Virginia’s recent New York Times column includes an interview with my friend and mentor Joel Mokyr, who recently edited the Oxford Encyclopedia of Economic History, which was published last fall. It’s a masterful work, with over 900 entries (complete with references) on a vast array of topics. For example, I wrote three entries for the encyclopedia: the history of energy regulation, contract enforcement through history, and Adam Smith.
Virginia’s column highlights the themes that emerge from taking such an extensive look at economic history:
Some consistent themes emerge from the many and varied entries. One is the importance of technological innovation in raising living standards.
Consider cotton, an expensive and relatively unimportant textile until the mid-18th century, when spinning became mechanized. Before that innovation, an Indian hand spinner took 50,000 hours – the equivalent of five years and nine months – to spin 100 pounds of cotton. After the invention of the hand-operated cotton mule spinning machine in the 1760’s, that time dropped to 300 hours. With the mule, human fingers no longer had to spin the threads, thread could be spun on many bobbins at the same time, and the strength of the thread improved significantly. After 1825, when the self-acting mule spinner automated the process, spinning 100 pounds of cotton took 135 hours. Cotton became a cheap and common cloth, and cotton production a major industry. …
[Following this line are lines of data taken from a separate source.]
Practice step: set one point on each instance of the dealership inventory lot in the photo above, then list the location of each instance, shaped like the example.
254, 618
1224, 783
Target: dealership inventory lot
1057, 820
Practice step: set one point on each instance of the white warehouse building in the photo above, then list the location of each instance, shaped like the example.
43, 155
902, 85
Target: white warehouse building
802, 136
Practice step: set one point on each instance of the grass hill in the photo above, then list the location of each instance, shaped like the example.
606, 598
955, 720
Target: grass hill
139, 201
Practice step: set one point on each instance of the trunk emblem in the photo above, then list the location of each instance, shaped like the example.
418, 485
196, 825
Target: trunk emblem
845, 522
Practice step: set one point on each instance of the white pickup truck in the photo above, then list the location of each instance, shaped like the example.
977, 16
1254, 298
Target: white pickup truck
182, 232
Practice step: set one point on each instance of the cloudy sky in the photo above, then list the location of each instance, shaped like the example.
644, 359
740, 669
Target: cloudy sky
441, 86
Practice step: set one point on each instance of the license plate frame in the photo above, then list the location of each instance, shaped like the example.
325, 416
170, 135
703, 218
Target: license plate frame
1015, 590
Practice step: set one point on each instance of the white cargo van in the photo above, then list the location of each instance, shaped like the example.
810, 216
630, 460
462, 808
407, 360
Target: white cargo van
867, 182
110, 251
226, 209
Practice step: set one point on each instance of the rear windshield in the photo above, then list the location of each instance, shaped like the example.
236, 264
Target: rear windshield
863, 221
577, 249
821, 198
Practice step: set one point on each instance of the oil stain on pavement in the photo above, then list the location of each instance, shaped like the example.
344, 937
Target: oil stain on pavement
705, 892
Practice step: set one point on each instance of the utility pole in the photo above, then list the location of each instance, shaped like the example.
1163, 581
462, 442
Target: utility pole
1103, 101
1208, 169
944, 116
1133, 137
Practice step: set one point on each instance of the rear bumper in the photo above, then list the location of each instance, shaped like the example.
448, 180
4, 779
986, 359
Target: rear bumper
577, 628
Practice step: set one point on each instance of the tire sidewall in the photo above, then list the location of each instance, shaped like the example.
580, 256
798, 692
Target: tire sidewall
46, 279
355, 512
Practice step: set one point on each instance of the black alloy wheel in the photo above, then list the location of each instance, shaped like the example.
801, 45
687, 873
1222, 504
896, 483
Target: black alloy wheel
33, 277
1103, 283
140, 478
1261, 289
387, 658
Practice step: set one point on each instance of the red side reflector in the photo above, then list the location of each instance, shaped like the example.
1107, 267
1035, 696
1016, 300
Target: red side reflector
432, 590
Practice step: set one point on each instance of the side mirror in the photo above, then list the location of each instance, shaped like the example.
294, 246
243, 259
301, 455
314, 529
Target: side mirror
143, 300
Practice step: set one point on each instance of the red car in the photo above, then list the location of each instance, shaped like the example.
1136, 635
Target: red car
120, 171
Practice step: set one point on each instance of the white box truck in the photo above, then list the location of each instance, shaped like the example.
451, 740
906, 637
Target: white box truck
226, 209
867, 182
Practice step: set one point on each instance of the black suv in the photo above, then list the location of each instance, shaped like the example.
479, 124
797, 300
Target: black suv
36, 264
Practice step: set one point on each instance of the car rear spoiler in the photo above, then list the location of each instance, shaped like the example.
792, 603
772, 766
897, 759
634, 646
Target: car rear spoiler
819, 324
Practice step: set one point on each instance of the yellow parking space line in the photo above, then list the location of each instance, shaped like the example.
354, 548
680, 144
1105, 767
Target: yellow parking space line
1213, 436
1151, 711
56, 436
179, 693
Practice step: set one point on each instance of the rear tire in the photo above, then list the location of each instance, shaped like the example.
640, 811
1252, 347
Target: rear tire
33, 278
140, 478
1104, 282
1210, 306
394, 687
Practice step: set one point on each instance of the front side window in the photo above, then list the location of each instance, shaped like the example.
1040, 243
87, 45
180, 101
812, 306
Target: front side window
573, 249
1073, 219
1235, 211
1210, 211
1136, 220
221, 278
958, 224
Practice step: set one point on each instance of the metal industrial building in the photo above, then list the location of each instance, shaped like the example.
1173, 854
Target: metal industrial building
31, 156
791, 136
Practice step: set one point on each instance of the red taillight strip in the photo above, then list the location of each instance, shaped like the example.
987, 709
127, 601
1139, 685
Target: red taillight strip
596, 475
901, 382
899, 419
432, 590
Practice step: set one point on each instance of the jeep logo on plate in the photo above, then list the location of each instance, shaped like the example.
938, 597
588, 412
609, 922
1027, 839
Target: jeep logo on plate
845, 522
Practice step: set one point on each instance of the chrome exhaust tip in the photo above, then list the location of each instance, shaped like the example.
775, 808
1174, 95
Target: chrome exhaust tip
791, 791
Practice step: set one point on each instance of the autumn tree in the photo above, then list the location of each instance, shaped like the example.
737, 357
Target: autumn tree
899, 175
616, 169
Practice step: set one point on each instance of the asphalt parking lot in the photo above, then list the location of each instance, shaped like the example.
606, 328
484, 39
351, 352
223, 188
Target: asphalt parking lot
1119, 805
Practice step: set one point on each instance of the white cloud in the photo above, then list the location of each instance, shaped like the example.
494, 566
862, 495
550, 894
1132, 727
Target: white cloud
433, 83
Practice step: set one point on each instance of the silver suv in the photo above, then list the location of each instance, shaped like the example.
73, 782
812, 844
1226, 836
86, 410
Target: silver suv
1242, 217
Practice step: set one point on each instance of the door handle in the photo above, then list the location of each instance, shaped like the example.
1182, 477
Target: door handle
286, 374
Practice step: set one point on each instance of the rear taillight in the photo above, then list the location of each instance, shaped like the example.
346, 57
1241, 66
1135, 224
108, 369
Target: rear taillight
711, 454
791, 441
Another theme is the importance of legal and social institutions, which evolved differently depending on circumstances. …
Despite all the differences across time and space, Professor Mokyr says: “There are certain unifying themes that you see everywhere. People have to make a living. People would rather have more than to have less. On the whole, they don’t behave stupidly. They do as well as they can under the circumstances. The variation is in the circumstances, in the richness and diversity of human economic institutions that have emerged over time.”